Evolution of the Princeton campus

The new Campus Plan book has a timeline of the evolution of the Princeton campus. It includes:

• In the late 1600s, Nassau Street (then King’s Highway) was a major traveling route between the Raritan River and the Delaware River. In the mid-1700s, located halfway along the route between New York and Philadelphia, the village of Prince-Town provided an overnight stay for travelers and began to grow along Nassau Street. In 1756, the College of New Jersey, as Princeton University was then known, was relocated from Newark, N.J., to Prince-Town, N.J., with approximately 70 students. Set on a protected topographic ridge, Nassau Hall was the largest academic building in the colonies and had an expansive panorama of farmland and forested valley to the south.

• By the 1850s, the campus was organized into an open quadrangle plan with a central axis and clear hierarchy, with Nassau Hall at the center. The new back campus quadrangle reflected the high value placed on the preservation of landscape openness by maintaining generous spaces between buildings.
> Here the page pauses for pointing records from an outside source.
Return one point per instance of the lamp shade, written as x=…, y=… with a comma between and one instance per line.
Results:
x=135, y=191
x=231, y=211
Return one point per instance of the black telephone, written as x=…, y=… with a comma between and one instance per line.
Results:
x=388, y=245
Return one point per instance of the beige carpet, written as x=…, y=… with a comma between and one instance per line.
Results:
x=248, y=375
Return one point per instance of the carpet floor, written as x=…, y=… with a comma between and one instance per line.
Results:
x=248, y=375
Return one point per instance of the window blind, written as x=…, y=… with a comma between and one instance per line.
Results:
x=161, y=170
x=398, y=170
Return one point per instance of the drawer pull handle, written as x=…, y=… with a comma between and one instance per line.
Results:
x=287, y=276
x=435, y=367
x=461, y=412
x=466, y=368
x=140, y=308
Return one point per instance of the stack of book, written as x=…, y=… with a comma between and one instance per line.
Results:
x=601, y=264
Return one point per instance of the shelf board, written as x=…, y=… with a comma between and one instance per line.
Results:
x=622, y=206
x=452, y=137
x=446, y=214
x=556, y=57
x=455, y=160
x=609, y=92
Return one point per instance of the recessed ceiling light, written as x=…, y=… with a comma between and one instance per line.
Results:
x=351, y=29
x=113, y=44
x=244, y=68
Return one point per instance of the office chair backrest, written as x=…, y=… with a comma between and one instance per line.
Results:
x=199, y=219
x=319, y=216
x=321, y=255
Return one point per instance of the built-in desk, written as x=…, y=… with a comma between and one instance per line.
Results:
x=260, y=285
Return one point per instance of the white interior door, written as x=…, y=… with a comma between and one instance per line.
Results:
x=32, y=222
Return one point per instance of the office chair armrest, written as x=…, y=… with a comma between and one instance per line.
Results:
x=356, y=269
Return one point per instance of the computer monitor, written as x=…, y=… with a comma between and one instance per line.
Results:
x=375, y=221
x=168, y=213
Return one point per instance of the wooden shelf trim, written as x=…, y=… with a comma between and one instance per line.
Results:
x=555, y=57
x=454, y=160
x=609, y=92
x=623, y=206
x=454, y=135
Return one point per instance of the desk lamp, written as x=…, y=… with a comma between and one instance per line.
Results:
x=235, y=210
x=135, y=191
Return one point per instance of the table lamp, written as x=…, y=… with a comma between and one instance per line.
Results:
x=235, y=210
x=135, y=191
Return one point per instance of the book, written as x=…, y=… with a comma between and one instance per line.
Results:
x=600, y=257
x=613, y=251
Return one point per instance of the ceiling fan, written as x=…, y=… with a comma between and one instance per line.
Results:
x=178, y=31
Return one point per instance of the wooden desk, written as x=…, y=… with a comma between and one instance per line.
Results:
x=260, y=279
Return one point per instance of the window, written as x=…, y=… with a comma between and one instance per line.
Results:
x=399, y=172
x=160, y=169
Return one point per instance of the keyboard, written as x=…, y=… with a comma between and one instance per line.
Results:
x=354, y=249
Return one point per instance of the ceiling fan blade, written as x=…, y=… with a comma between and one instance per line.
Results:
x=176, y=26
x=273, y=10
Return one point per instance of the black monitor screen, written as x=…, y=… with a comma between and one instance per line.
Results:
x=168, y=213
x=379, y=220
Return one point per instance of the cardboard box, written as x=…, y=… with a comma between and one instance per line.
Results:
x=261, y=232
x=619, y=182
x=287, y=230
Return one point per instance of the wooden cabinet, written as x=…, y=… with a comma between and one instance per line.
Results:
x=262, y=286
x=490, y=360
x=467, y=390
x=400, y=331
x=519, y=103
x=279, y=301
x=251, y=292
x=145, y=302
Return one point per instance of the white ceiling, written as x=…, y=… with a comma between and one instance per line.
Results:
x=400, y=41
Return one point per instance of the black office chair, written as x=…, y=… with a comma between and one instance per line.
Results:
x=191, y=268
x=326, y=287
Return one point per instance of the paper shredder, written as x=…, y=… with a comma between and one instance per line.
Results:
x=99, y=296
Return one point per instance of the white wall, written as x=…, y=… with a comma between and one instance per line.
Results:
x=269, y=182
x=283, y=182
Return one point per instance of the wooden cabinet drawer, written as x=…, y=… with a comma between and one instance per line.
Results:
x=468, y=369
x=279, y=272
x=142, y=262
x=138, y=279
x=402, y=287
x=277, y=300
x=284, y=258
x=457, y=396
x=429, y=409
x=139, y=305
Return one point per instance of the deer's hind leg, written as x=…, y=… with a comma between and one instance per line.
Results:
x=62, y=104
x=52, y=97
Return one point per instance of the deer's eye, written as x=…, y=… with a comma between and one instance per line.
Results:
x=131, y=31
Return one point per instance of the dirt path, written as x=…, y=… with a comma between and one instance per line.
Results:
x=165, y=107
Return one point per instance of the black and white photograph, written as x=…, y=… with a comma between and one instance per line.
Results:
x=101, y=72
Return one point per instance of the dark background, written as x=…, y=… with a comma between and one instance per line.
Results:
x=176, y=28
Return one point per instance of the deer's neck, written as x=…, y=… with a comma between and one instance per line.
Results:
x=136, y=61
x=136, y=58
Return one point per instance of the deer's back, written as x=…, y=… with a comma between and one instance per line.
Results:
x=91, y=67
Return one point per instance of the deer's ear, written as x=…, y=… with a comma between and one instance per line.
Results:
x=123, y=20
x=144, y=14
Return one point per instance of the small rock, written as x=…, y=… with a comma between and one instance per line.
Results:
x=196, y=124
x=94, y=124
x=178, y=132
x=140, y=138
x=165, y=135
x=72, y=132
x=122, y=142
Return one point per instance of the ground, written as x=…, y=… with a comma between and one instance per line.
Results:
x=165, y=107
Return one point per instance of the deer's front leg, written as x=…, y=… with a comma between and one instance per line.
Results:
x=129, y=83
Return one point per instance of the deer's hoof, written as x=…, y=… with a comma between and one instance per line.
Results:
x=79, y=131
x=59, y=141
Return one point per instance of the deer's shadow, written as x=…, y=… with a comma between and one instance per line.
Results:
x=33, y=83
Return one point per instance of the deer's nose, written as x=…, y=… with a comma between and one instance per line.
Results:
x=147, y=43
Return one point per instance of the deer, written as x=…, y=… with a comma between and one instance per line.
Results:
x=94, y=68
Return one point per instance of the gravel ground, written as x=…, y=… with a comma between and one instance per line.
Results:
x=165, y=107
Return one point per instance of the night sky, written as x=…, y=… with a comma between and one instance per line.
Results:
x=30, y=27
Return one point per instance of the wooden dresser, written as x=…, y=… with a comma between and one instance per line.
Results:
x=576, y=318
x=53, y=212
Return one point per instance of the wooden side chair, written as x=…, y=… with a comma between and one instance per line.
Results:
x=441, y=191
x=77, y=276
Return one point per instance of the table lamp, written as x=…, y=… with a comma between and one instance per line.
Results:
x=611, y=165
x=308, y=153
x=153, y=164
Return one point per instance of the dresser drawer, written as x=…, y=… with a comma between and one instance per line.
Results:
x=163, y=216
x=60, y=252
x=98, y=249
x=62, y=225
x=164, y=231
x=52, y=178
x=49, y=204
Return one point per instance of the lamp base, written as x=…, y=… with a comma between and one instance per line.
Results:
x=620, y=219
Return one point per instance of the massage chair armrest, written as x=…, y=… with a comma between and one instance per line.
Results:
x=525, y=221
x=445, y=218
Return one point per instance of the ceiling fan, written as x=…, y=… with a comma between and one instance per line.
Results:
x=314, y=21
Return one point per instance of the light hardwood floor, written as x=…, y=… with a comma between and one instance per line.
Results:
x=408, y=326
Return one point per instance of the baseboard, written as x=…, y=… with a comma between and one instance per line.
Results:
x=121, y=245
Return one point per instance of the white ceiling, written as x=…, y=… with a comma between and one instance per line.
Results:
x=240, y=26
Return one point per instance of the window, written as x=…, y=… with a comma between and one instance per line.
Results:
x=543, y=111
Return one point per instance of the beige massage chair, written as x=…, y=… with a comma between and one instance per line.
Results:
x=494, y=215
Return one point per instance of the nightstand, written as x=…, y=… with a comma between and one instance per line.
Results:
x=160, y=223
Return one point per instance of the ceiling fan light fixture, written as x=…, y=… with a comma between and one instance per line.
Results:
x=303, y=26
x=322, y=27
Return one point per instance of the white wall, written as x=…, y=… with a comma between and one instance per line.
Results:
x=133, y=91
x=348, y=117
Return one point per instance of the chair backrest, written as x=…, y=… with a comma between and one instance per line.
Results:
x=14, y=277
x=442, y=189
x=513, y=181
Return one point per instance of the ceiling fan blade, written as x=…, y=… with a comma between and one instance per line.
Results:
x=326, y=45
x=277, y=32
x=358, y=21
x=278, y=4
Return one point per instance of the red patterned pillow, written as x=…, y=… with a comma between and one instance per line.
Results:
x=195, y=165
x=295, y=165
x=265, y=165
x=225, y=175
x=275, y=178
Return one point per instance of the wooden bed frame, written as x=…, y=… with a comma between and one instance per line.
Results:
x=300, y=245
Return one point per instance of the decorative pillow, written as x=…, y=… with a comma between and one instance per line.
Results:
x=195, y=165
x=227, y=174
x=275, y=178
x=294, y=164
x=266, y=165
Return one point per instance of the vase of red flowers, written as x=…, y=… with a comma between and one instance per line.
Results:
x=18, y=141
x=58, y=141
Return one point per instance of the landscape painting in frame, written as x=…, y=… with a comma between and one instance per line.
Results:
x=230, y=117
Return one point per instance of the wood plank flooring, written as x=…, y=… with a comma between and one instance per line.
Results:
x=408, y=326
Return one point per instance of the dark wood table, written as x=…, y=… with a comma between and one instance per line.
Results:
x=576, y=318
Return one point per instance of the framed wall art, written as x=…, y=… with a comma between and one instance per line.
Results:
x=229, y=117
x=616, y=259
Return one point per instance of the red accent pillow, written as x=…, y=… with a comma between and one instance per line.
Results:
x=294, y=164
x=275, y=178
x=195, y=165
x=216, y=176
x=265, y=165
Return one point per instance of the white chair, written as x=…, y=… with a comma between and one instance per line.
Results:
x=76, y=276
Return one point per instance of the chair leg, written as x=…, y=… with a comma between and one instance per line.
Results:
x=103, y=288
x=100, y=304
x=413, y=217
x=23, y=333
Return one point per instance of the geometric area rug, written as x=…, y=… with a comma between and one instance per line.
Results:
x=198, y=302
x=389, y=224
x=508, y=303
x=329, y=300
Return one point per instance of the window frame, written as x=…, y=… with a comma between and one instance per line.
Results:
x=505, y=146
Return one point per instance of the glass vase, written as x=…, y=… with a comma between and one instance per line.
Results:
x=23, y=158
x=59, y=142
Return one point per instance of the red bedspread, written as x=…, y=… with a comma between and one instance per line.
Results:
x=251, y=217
• During the second half of the 19th century, President James McCosh (1868-1888) and President Francis Patton (1888-1902) oversaw a period of rapid building expansion that favored a more park-like setting for buildings, placing less importance on axes and symmetry than previous styles. The Victorian style of architecture provided an organic approach that complemented this landscape philosophy. This change of style coincided with a pedagogic shift from the fixed curriculum of a small Protestant college to a more modern concept of a university.
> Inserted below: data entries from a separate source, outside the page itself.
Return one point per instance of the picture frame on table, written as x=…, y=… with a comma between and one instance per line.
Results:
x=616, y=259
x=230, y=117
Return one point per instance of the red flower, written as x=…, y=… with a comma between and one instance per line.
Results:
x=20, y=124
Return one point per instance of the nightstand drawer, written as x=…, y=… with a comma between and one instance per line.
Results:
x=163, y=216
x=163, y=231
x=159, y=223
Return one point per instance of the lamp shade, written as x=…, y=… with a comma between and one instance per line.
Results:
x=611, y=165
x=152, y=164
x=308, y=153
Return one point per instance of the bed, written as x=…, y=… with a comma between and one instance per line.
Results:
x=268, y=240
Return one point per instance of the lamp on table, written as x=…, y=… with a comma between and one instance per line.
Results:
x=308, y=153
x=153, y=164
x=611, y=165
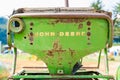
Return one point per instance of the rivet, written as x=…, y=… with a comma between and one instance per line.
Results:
x=30, y=28
x=31, y=43
x=88, y=28
x=80, y=26
x=89, y=23
x=88, y=33
x=25, y=37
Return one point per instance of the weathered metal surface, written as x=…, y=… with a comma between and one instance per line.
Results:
x=61, y=39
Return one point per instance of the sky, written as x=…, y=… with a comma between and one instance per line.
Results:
x=7, y=6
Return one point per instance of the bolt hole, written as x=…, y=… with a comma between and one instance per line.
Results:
x=89, y=23
x=24, y=37
x=30, y=28
x=15, y=24
x=88, y=28
x=31, y=24
x=31, y=43
x=88, y=33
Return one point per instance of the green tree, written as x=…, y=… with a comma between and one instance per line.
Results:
x=116, y=11
x=97, y=5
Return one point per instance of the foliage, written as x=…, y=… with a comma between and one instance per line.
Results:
x=3, y=23
x=117, y=9
x=97, y=5
x=3, y=36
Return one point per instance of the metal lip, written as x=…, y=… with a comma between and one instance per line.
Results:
x=68, y=16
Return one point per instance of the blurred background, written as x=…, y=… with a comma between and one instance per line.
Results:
x=24, y=59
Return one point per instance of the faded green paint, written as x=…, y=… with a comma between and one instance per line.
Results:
x=118, y=74
x=69, y=49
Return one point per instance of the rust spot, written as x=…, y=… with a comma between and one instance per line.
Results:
x=30, y=28
x=60, y=64
x=69, y=63
x=25, y=37
x=60, y=58
x=89, y=23
x=88, y=34
x=30, y=35
x=71, y=51
x=31, y=24
x=50, y=53
x=80, y=26
x=31, y=43
x=89, y=28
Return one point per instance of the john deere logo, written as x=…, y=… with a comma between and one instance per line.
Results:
x=61, y=34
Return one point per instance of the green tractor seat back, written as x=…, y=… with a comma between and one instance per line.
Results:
x=60, y=36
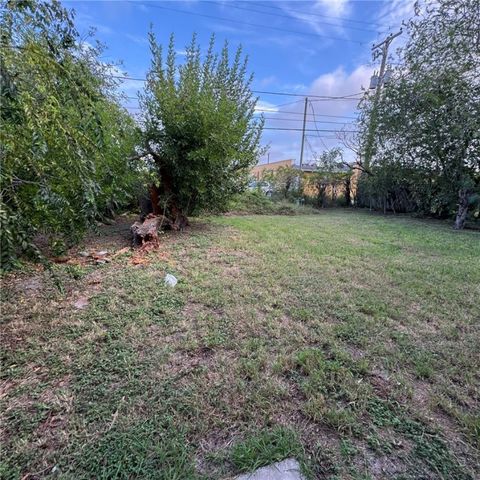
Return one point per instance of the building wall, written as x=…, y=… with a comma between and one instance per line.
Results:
x=259, y=170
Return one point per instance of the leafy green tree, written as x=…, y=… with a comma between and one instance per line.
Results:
x=285, y=182
x=427, y=151
x=65, y=140
x=331, y=173
x=199, y=129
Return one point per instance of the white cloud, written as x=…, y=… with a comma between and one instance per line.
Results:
x=337, y=83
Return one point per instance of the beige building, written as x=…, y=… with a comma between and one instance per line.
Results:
x=260, y=169
x=332, y=191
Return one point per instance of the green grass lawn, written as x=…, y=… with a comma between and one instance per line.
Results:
x=347, y=340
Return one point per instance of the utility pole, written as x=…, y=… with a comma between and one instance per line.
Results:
x=303, y=131
x=379, y=49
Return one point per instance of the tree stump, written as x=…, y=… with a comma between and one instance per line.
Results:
x=147, y=231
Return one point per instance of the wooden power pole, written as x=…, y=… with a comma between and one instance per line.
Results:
x=303, y=131
x=378, y=49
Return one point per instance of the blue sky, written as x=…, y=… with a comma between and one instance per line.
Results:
x=317, y=47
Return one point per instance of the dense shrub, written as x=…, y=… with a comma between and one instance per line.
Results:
x=65, y=140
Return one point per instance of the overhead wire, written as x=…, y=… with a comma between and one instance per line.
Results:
x=247, y=9
x=314, y=14
x=256, y=25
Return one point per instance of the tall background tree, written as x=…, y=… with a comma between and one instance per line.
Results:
x=200, y=129
x=427, y=148
x=65, y=140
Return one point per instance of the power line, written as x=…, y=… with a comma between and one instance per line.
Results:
x=231, y=5
x=256, y=25
x=350, y=96
x=260, y=92
x=308, y=114
x=309, y=121
x=344, y=19
x=311, y=130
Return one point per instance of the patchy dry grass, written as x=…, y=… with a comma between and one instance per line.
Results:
x=347, y=340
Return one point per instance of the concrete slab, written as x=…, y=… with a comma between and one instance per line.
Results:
x=288, y=469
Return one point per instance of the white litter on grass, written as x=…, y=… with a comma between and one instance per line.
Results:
x=170, y=280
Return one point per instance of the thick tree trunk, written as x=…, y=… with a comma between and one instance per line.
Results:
x=147, y=231
x=155, y=198
x=462, y=210
x=348, y=195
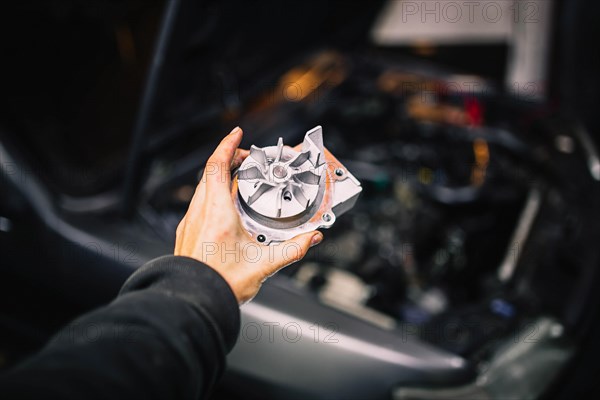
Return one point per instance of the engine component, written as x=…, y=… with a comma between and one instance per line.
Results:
x=282, y=192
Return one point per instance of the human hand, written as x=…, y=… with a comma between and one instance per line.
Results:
x=211, y=231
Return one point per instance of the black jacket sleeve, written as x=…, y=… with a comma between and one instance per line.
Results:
x=164, y=337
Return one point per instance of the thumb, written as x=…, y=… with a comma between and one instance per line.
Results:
x=292, y=250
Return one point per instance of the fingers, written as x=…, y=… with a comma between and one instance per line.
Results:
x=239, y=157
x=292, y=250
x=217, y=172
• A major building program in the early 20th century was initiated by President Woodrow Wilson (1901-1912) and overseen by Ralph Adams Cram, supervising architect. In addition to new buildings, Lake Carnegie was created and the Dinky railroad station was relocated to the south. Princeton was one of the first universities to undertake a master plan for its future growth. Wilson and Cram shared a vision for the campus that shifted away from the McCosh era’s outward-looking and expansive landscape to a more enclosed arrangement of buildings, influenced by the architecture and scholarly focus of Oxford and Cambridge and emphasizing academic discourse among faculty and students.

• The combined effects of the Great Depression and World War II resulted in a 14-year building hiatus at Princeton from 1933 to 1947. Due largely to increased government funding for laboratory buildings, a major and rapid campus expansion occurred in the 1960s, which pushed the campus boundary farther to the south and located major academic facilities east of Washington Road, including the Engineering Quadrangle.

• Since the 1970s, the campus has continued to grow, while maintaining walkability, bringing innovative architecture to complement the historic buildings, and sustaining its landscapes and natural resources.